Cheminformatics Data Pipelining with KNIME - Configuring a Node Developer Environment on Ubuntu Linux

The previous article in this series introduced KNIME as a data pipelining engine for cheminformatics. One of the conclusions from that article was that the possibilities for doing interesting things with an out-of-the-box KNIME installation were somewhat limited. This article briefly describes how to set up a KNIME developer environment in preparation for creating our own custom KNIME cheminformatics nodes.

The System

Although the KNIME workbench is offered as a Mac OS X version, the KNIME SDK is only offered on Windows and Linux. Given that I only run Macs for development, this presents a problem. The solution in my case was to install Ubuntu on VirtualBox.

Having used one other virtualization product for OS X, I can say that VirtualBox is a joy to work with. And if you do any serious Web development work, having the ability to test your code across browsers and operating systems on your local development machine is a real plus. I highly recommend VirtualBox.
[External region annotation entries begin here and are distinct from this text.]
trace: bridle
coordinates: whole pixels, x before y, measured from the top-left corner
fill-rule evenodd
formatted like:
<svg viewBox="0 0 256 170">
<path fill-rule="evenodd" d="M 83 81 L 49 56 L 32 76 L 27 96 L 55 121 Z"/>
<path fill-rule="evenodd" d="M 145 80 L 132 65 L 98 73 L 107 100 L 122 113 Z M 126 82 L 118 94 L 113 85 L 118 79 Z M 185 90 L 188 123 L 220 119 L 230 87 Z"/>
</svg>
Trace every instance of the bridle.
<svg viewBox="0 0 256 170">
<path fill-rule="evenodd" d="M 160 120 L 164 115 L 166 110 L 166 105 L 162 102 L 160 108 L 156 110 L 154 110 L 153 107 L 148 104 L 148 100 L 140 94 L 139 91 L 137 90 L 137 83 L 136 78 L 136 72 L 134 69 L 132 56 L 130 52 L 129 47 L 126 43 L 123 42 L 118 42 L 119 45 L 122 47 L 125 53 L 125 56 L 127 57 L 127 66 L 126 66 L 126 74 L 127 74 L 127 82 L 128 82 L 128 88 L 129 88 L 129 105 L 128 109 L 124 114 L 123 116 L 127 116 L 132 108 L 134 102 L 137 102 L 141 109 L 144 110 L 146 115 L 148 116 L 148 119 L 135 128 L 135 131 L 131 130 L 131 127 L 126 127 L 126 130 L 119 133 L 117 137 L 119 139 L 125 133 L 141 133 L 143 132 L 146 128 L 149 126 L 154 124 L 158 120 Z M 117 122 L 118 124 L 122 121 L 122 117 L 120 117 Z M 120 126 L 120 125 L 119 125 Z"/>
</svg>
For the purpose of developing with KNIME, I found it sufficient to install the latest Ubuntu release (10.4) on a stock VirtualBox installation.

To download the KNIME SDK, follow this link, and scroll to the bottom. Follow the links for your system.

After unpacking, change into the SDK directory. That's it for installation.

Start Eclipse

The KNIME SDK is based on Eclipse and requires a number of dependencies. Fortunately the distribution you just downloaded packages almost all of them into a single download. Start Eclipse with:

$ ./eclipse

And… it doesn't work. The Eclipse splash screen comes up and everything seems to be loading, then this empty dialog appears:

Eclipse Fail

Fortunately, the fix is simple. Open up eclipse.ini in a text editor and add the following to the last line:

-Dorg.eclipse.swt.browser.XULRunnerPath=/usr/lib/foobar

The path you choose is unimportant, but it must not actually exist on your system. We're trying to prevent Eclipse from loading the xulrunner 1.9.2 libraries, which are incompatible with the KNIME SDK. Special thanks to wiswedel on the KNIME support forums for answering this question for me. This workaround may lead to not being able to view html content within Eclipse, but so far I haven't noticed any limitations.

Create a New Node Project

With the KNIME SDK Eclipse environment up and running, we can create our first node. File->New->Project pulls up a dialog. Scrolling down we can see one of the options as "KNIME", and under it, "Create a new KNIME Node-Extenstion":

New Knime Node

Filling in the blanks on the subsequent form gives a complete KNIME project, ready to compile:

Blank Knime Project

Conclusions

After a minor speedbump, we've created a developer environment capable of generating new KNIME nodes. And by using VirtualBox, exactly the same developer environment can be created on any computer. We can now begin to endow KNIME with new behaviors and new capabilities. As a bonus, we're using familiar, free tools to do so - including Java, Ant, and Eclipse. As you might have gathered from the screenshot above, I plan on creating an InChI node. But I'm getting ahead of myself.